Das Schiffshebewerk Scharnebeck könnte künftig eine Zusatzfunktion als Energiespeicher einnehmen und bei Bedarf schnell Strom liefern.

Scharnebeck. Das Schiffshebewerk in Scharnebeck ist ein weithin sichtbares technisches Wahrzeichen der Region: Mit seiner Hilfe überwinden Binnenschiffe auf dem Elbe-Seiten-Kanal 38 Meter Höhenunterschied zwischen Elbmarsch und Geest. In zwei riesigen Wassertrögen absolvieren die Fracht- und Sportschiffe ihre Passage in einer hundert Meter langen Wanne aus Stahl. Das Bauwerk, für das die Wasserschifffahrtsverwaltung Uelzen zuständig ist, steht seit rund dreißig Jahren.

In Zukunft könnte das Hebewerk eine zusätzliche Funktion als Energiespeicher erfüllen. "Wir arbeiten an einem Konzept, das es ermöglichen soll, Hebewerke und Schleusen an Bundeswasserstraßen als Energiespeicher zu nutzen", sagt Hubertus Schulte, Mitarbeiter des Hebewerks. "Überall wo sich derzeit an Bundeswasserstraßen Abstiegsbauwerke befinden, existieren bereits Pumpen. Diese Pumpen könnten nach einer einfachen Umrüstung genutzt werden, um einen Teil des Wassers im Kanal in Energie umzusetzen", sagt Schulte.
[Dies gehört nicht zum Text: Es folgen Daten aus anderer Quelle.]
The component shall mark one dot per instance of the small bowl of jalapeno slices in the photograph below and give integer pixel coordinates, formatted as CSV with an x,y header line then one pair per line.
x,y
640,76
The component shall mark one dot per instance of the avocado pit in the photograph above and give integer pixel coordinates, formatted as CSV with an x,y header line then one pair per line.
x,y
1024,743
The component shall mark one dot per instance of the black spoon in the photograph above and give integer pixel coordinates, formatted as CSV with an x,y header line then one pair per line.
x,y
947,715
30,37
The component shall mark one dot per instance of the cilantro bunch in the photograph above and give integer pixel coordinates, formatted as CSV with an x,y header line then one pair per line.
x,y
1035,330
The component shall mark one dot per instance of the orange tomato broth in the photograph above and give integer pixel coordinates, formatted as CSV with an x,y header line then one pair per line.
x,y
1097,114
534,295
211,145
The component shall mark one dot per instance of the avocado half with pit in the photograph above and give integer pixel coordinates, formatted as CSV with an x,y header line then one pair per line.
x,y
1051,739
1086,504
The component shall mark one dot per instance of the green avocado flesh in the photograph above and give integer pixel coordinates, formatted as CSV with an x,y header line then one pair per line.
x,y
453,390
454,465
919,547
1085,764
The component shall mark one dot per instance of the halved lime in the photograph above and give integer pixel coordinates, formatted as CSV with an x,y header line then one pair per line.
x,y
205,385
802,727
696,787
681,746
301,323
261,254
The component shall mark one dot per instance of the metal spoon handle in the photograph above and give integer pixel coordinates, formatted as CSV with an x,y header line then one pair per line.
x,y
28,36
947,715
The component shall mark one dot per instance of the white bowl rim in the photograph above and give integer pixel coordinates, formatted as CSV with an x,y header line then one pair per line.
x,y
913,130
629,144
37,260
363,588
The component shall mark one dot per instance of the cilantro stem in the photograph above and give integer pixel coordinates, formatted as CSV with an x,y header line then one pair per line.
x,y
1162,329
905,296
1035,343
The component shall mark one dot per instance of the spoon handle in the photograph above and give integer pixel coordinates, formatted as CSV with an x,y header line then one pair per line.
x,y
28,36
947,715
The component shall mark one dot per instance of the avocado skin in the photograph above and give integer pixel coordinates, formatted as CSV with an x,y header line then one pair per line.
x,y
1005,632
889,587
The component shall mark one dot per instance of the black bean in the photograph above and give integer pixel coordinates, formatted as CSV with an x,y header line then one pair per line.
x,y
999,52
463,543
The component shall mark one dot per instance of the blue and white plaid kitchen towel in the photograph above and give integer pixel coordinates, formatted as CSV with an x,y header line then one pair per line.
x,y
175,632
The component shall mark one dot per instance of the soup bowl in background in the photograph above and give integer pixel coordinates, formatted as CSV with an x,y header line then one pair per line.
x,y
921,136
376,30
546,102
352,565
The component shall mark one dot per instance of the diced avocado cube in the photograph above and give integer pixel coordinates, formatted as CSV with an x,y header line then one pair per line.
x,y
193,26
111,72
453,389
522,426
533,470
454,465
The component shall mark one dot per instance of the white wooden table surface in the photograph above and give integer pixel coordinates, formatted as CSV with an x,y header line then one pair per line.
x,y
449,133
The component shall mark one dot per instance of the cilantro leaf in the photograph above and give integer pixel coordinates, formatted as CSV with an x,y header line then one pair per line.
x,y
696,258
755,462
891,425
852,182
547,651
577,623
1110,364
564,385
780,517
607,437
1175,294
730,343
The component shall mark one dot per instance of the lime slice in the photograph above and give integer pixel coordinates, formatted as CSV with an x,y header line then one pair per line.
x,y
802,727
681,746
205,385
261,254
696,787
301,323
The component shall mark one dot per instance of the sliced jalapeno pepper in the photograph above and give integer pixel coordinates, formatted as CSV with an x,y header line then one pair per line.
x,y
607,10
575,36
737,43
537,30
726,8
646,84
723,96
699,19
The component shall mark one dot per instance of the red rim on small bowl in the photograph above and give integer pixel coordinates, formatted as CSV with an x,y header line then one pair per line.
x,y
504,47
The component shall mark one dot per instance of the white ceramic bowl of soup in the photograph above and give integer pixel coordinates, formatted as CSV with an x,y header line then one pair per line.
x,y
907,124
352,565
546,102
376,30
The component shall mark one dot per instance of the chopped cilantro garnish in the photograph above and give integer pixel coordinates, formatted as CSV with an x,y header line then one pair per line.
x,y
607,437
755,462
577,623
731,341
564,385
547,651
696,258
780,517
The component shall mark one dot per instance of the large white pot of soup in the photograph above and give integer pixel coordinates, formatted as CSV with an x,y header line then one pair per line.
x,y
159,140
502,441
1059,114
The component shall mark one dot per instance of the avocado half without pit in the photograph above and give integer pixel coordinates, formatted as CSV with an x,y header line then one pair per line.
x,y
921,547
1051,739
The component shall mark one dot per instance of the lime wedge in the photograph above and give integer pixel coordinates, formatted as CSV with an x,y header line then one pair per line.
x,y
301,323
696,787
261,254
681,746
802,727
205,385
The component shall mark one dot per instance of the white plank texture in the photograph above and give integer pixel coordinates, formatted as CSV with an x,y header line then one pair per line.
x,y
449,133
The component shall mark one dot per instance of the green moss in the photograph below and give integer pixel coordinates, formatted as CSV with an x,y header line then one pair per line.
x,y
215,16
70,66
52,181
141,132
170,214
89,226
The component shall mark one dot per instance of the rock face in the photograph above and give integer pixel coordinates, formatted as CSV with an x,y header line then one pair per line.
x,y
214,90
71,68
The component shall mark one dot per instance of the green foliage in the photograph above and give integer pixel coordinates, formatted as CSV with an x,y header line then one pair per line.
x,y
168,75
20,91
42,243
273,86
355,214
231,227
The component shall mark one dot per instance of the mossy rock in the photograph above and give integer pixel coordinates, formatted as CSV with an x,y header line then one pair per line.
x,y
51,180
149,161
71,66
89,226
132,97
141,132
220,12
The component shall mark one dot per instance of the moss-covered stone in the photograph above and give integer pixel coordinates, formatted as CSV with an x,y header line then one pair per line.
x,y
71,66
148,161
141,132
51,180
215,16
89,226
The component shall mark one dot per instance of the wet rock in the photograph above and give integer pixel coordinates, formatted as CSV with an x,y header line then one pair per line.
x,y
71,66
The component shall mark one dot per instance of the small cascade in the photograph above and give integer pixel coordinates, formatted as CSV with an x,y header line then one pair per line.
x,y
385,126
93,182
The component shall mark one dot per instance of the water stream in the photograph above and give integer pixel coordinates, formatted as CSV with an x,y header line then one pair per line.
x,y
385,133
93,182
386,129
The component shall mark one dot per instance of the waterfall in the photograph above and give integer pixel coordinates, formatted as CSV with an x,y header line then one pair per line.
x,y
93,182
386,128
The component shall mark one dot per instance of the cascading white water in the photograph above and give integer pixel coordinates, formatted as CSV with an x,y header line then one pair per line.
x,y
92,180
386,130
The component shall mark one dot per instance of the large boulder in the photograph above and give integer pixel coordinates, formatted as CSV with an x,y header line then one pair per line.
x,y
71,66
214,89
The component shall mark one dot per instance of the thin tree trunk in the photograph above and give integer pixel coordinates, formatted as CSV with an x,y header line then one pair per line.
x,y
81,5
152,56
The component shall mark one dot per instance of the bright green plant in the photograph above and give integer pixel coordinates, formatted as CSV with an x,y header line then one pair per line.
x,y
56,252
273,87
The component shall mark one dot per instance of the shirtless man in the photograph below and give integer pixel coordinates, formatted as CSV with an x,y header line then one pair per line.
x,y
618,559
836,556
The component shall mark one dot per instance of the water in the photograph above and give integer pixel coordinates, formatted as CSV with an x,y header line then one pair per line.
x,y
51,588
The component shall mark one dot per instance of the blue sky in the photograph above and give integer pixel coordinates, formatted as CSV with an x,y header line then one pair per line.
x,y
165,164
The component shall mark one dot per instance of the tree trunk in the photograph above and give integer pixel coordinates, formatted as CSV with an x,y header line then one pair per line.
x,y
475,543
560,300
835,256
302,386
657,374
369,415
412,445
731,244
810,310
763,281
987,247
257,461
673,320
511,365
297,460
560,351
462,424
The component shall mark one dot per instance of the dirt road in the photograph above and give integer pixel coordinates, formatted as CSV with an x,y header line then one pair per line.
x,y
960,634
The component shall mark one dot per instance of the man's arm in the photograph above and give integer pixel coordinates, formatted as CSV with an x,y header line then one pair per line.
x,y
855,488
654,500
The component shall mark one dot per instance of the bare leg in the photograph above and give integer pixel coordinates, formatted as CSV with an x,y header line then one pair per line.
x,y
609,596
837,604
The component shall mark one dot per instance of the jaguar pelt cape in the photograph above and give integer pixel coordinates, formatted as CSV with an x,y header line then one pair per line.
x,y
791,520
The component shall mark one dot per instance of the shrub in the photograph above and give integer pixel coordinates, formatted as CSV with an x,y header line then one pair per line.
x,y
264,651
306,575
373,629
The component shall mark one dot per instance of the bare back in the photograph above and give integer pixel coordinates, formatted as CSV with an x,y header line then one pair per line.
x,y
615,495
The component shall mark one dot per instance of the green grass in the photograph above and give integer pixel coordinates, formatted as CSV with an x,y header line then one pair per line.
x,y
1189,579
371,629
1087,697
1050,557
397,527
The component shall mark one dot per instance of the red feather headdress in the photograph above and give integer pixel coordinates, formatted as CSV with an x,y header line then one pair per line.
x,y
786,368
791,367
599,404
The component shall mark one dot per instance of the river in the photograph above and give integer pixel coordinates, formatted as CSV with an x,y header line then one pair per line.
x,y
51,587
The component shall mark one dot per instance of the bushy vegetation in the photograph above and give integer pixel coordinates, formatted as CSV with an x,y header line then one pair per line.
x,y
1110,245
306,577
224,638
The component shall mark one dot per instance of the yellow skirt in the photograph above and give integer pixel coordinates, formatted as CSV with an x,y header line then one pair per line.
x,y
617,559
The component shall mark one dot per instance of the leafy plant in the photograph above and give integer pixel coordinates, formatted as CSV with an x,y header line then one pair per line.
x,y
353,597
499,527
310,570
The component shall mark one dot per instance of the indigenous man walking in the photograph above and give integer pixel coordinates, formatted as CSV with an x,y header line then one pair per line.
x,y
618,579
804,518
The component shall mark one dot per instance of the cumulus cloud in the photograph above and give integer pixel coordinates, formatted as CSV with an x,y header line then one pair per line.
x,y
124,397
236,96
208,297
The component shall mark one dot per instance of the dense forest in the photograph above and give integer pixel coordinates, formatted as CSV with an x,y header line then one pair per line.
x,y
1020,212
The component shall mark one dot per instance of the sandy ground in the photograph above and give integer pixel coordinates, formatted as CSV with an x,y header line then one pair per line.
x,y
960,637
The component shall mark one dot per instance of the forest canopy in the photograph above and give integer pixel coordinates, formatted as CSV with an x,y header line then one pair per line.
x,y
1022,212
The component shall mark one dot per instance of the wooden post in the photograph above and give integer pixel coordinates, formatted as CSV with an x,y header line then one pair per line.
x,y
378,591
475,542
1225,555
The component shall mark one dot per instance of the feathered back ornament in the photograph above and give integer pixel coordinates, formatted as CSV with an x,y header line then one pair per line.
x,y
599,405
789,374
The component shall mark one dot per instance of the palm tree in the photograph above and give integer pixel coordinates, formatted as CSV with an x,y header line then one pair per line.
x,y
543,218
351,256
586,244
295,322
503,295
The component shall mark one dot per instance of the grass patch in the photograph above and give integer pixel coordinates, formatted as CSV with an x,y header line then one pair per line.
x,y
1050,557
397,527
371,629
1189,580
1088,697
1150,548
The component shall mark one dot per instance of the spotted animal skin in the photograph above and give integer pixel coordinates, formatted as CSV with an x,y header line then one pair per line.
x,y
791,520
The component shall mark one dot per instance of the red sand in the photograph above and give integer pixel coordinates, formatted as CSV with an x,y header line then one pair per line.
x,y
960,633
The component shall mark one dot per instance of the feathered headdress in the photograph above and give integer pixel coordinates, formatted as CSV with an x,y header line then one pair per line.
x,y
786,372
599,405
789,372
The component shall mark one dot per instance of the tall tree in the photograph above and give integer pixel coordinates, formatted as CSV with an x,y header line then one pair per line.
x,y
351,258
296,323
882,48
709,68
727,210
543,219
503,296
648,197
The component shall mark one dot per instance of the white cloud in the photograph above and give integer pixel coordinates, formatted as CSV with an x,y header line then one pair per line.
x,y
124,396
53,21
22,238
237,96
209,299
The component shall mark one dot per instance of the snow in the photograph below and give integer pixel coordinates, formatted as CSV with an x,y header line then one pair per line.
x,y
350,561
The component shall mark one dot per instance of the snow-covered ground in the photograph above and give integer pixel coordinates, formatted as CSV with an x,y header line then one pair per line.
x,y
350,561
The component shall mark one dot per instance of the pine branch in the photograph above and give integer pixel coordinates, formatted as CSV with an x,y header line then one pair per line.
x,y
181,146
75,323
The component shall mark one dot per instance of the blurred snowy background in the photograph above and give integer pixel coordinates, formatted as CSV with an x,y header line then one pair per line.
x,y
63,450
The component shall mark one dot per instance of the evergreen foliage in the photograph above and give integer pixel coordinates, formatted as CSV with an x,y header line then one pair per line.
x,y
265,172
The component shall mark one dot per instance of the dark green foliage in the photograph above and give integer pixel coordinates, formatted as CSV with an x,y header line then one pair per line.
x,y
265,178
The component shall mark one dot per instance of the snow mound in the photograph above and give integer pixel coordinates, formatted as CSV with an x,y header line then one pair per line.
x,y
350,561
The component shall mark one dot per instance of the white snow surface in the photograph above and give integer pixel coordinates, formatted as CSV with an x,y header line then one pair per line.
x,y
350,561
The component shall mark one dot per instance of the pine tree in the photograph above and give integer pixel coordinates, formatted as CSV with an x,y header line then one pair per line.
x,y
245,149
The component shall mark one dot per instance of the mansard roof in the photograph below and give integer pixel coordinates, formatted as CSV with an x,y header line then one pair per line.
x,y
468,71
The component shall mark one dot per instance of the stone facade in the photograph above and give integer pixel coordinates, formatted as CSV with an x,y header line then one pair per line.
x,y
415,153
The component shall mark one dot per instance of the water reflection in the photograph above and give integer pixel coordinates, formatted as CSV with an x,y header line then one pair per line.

Sechs Millionen Kubikmeter Wasser werden derzeit noch ungenutzt in jedem Jahr aus dem Elbe-Seiten-Kanal abgelassen und in die Elbe geleitet. "Das ist Regenwasser, das den Kanal verlassen muss, damit der nicht überläuft", erklärt Schulte. 33 Meter stürzt das Wasser vor dem Hebewerk in die Tiefe, bevor es im Unterhafen vor dem Hebewerk verschwindet und von dort aus in die Elbe strömt. Die bei diesem Sturz frei werdende Energie könnten die Pumpen, die das Hebewerk bereits enthält, nach einer einfachen Umrüstung in Strom verwandeln: Und das zu jeder Tages- oder Nachtzeit, immer dann, wenn neue Energie gebraucht wird.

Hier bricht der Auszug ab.